In 2015, representatives of 195 countries came together in Paris to reach a historic international agreement to combat the climate crisis. The only two countries on the planet to reject the accord were Syria and Nicaragua.
In 2017, Syria and Nicaragua came around and embraced the Paris climate accord — right around the time that Donald Trump withdrew from the pact, leaving the United States standing alone for reasons that were easily exposed as nonsense.
The Paris agreement was built on an important legal foundation known as the United Nations Framework Convention on Climate Change (UNFCCC), first established in 1992 and embraced by a then-Republican administration. As The New York Times reported, Trump has now withdrawn from this, too:
President Trump announced on Wednesday that he was withdrawing the United States from the bedrock international agreement that forms the basis for countries to rein in climate change.
The treaty, which has been in place for 34 years, counts all of the other nations of the world as members.

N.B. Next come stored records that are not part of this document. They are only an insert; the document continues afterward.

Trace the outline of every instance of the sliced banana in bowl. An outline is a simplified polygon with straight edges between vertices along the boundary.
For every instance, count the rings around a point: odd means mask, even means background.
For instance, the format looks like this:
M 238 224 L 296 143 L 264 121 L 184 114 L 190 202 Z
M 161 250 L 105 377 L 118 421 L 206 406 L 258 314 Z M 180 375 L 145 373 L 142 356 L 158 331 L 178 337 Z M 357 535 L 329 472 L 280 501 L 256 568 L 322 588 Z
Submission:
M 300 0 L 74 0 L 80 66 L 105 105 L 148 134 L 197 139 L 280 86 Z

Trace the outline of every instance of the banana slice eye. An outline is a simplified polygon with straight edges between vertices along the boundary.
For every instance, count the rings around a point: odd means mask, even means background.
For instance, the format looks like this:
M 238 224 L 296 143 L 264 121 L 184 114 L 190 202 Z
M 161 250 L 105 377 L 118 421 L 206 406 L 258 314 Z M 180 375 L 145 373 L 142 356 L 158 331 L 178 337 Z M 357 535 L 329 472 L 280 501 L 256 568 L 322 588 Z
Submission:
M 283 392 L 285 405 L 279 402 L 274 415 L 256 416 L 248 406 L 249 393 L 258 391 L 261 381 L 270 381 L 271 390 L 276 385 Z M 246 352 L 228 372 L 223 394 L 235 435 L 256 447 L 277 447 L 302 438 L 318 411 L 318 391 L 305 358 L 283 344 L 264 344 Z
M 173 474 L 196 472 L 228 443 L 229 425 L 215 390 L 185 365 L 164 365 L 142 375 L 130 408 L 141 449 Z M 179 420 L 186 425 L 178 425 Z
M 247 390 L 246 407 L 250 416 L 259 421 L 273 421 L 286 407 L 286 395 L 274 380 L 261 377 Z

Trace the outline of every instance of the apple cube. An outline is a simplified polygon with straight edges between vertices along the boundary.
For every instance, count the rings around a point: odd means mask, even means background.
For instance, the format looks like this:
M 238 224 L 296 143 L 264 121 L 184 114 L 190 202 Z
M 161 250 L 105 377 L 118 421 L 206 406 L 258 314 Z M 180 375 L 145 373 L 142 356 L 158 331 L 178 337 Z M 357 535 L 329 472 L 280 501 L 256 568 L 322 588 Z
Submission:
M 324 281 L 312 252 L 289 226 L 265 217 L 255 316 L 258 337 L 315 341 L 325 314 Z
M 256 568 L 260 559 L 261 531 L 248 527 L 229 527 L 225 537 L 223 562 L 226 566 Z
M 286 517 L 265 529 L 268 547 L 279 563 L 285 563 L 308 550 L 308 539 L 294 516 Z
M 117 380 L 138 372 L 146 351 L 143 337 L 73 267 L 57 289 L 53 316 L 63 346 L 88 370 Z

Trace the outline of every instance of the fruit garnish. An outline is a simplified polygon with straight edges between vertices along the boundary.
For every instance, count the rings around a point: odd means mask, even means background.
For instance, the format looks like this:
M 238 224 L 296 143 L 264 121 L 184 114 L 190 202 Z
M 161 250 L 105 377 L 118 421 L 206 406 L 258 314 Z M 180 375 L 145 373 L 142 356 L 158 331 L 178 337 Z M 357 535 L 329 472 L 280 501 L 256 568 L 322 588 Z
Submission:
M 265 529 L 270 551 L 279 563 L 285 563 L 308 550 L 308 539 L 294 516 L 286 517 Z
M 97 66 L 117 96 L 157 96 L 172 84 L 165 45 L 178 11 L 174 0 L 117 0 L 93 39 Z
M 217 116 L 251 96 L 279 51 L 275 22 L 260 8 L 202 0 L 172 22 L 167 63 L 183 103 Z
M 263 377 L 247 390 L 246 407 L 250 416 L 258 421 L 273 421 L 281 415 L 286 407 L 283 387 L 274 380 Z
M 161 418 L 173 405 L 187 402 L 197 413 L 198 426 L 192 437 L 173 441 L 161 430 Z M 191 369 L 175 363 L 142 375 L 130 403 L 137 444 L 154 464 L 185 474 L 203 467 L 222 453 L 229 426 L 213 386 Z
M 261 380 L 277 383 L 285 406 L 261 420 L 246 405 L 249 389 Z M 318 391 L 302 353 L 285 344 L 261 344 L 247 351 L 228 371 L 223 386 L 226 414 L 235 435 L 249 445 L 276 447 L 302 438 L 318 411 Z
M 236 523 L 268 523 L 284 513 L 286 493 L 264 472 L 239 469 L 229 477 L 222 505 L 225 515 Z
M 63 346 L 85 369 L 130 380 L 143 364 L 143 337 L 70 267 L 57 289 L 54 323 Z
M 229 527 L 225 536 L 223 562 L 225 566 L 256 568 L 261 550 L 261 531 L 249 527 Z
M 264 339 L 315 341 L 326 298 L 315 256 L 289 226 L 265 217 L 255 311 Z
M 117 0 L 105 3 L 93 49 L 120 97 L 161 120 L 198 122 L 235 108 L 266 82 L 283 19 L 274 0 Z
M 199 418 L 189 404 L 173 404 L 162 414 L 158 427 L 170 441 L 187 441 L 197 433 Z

Gina McCarthy, the administrator of the Environmental Protection Agency during the Obama administration and White House climate adviser to the Biden administration, told the Times, “This is a shortsighted, embarrassing, and foolish decision. … This administration is forfeiting our country’s ability to influence trillions of dollars in investments, policies, and decisions that would have advanced our economy and protected us from costly disasters wreaking havoc on our country.”